In the shed is what we got for
grandad, a hoe with a broken handle.
Before long, the house and yard
will be covered in junk.
We take what we can salvage
of their lives. The stuff of rummage sales—
jars of buttons, knitting needles,
three-legged chairs, polyester pant suits.

The relics become oddly a part of the family.
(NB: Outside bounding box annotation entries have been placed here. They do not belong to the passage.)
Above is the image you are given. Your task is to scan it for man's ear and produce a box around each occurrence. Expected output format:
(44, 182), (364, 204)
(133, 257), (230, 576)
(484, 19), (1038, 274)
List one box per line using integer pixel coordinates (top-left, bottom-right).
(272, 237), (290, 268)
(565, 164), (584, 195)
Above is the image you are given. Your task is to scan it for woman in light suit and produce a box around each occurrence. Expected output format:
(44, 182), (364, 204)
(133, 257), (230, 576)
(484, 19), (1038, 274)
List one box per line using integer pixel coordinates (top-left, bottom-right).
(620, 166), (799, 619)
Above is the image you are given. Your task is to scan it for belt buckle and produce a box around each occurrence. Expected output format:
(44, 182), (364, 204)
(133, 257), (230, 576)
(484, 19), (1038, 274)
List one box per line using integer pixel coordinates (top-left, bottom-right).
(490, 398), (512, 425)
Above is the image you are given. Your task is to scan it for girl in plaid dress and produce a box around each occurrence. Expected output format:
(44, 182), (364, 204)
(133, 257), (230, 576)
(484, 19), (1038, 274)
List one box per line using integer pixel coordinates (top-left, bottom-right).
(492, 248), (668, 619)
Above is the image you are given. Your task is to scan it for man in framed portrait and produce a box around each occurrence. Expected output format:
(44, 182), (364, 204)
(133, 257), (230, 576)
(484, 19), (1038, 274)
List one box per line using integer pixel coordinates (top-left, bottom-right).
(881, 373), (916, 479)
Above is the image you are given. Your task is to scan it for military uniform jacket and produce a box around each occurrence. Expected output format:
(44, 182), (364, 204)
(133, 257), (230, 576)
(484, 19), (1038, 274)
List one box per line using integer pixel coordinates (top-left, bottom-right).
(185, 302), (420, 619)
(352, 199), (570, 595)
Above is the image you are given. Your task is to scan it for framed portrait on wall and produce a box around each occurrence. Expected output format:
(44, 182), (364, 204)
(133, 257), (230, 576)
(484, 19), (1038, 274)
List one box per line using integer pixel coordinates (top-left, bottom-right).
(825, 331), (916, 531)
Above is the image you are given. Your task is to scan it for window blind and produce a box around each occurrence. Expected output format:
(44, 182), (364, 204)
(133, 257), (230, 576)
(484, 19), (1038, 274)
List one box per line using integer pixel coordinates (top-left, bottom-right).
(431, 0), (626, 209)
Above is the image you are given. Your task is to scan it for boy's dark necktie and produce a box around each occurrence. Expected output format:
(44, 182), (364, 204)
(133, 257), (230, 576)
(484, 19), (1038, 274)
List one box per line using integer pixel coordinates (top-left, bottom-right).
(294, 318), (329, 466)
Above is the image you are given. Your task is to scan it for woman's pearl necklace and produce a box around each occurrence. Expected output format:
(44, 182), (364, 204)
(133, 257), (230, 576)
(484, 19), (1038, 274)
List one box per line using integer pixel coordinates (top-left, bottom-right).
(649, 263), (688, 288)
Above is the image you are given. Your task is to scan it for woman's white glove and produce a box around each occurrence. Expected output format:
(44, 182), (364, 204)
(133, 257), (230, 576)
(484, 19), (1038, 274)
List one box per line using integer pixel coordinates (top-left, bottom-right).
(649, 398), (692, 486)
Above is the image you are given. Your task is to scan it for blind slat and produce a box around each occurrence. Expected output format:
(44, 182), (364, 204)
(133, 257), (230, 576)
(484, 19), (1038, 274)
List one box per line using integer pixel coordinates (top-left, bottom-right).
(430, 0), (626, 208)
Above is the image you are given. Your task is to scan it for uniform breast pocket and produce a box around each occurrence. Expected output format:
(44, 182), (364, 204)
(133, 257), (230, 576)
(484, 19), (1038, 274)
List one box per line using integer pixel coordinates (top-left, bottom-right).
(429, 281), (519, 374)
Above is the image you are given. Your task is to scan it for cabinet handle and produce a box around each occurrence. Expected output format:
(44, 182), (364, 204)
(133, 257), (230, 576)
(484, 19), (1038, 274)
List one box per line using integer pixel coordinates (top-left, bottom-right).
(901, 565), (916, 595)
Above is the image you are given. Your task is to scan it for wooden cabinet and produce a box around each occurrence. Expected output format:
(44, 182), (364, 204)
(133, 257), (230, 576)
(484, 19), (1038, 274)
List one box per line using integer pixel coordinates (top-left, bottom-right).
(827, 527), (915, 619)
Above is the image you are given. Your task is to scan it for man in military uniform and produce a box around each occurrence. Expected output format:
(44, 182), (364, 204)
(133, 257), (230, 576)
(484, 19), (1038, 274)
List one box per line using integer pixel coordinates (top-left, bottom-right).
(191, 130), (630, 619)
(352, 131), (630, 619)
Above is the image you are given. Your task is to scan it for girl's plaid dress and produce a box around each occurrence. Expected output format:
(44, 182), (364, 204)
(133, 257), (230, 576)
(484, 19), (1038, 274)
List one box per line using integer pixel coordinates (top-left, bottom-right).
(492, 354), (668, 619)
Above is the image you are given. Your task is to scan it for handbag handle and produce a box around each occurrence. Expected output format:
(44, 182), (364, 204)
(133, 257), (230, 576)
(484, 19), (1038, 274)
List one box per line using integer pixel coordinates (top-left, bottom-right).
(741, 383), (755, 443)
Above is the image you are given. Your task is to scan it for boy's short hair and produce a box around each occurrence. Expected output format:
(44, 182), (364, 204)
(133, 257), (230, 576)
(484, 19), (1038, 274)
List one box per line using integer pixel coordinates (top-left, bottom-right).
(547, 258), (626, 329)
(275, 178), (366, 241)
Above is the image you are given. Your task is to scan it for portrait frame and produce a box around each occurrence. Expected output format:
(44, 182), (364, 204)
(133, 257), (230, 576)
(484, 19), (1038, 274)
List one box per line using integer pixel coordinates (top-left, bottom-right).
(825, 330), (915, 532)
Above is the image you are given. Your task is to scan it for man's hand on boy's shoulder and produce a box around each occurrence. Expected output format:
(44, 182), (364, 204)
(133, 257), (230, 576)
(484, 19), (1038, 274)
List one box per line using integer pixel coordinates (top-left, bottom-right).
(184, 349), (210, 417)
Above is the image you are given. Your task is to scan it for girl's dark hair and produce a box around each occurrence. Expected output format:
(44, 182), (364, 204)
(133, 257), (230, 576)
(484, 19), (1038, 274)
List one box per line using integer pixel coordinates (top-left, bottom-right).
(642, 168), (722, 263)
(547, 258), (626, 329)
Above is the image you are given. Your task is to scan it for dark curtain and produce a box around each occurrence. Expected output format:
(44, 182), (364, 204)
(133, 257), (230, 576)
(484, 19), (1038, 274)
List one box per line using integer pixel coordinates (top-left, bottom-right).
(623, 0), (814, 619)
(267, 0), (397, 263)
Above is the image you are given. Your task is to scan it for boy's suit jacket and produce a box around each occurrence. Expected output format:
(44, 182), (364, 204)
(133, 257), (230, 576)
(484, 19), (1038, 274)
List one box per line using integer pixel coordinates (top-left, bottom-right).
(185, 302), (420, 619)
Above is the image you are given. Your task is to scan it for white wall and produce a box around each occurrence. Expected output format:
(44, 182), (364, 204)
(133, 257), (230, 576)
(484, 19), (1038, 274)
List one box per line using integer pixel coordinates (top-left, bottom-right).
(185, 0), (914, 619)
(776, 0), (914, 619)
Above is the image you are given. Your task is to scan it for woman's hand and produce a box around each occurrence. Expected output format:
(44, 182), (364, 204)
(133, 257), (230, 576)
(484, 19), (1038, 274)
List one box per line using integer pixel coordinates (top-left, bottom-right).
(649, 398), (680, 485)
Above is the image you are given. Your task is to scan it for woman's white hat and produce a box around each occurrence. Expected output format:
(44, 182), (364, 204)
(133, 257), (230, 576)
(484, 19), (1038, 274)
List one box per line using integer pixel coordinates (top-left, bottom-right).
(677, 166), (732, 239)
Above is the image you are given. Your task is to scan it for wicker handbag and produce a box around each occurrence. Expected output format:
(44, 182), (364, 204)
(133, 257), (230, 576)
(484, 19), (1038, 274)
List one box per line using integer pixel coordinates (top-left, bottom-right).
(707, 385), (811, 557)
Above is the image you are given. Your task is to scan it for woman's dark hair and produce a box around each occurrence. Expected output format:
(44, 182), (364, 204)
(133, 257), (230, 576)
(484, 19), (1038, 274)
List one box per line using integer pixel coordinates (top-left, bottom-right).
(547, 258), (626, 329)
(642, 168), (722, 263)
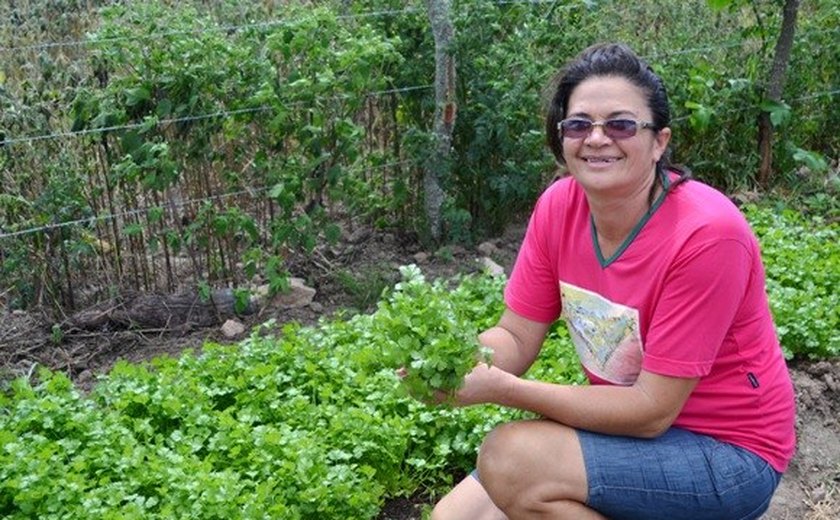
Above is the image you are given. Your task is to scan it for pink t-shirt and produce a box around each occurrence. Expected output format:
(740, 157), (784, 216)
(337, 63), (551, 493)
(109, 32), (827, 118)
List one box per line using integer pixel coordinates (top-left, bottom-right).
(505, 177), (795, 472)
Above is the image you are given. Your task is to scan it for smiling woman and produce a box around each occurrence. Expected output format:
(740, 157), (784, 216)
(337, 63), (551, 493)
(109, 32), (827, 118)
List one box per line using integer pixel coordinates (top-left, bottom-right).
(432, 44), (795, 520)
Certainly it did not matter to me where I was when I read such a book as The Expanding Universe. The greatest success of this enterprise, which I call my vertical search, came one night when I sat in a hotel room in Birmingham and read a book called The Chemistry of Life. When I finished it, it seemed to me that the main goals of my search were reached or were in principle reachable, whereupon I went out and saw a moved called It Happened One Night which was itself very good. A memorable night. The only difficulty was that though the universe had been disposed of, I myself was left over. There I lay in my hotel room with my search over and yet still obliged to draw one breath and then the next. But now I have undertaken a different kind of search, a horizontal search. As a consequence, what takes place in my room is less important. What is important is what I shall find when I leave my room and wander in the neighborhood. Before, I wandered as a diversion. Now I wander seriously and sit and read as a diversion.  Walker Percy, from The Moviegover
The health of the eye seems to demand a horizon. We are never tired, so long as we can see far enough.  Ralph Waldo Emerson


Former Automotive Plant     Alison Titus
What poor moon deserves this night,
drab corset of grief.

I know there's a harmonica
somewhere, some chicken

feathers and cord grass that might hold
the dark apart from the body.

But tonight the twilight tethers its husk
to October's horizon and bears down, until even here

at the edge of this concrete field,
epic maze of rust and chain link,

there is nowhere to go
that isn't slowly subtracting its ache,

each long white hour,
from decades of unribboning.

Art Class by James Galvin

Let us begin with a simple line,
Drawn as a child would draw it,
To indicate the horizon,

More real than the real horizon,
Which is less than line,
Which is visible abstraction, a ratio.

The line ravishes the page with implications
Of white earth, white sky!

The horizon moves as we move,
Making us feel central.
But the horizon is an empty shell--

Strange radius whose center is peripheral.
As the horizon draws us on, withdrawing,
The line draws us in,

Requiring further lines,
Engendering curves, verticals, diagonals,
urging shades, shapes, and figures...

What should we place, in all good faith,
On the horizon? A stone?
An empty chair? A submarine?

Take your time. Take it easy.
The horizon will not stop abstracting us.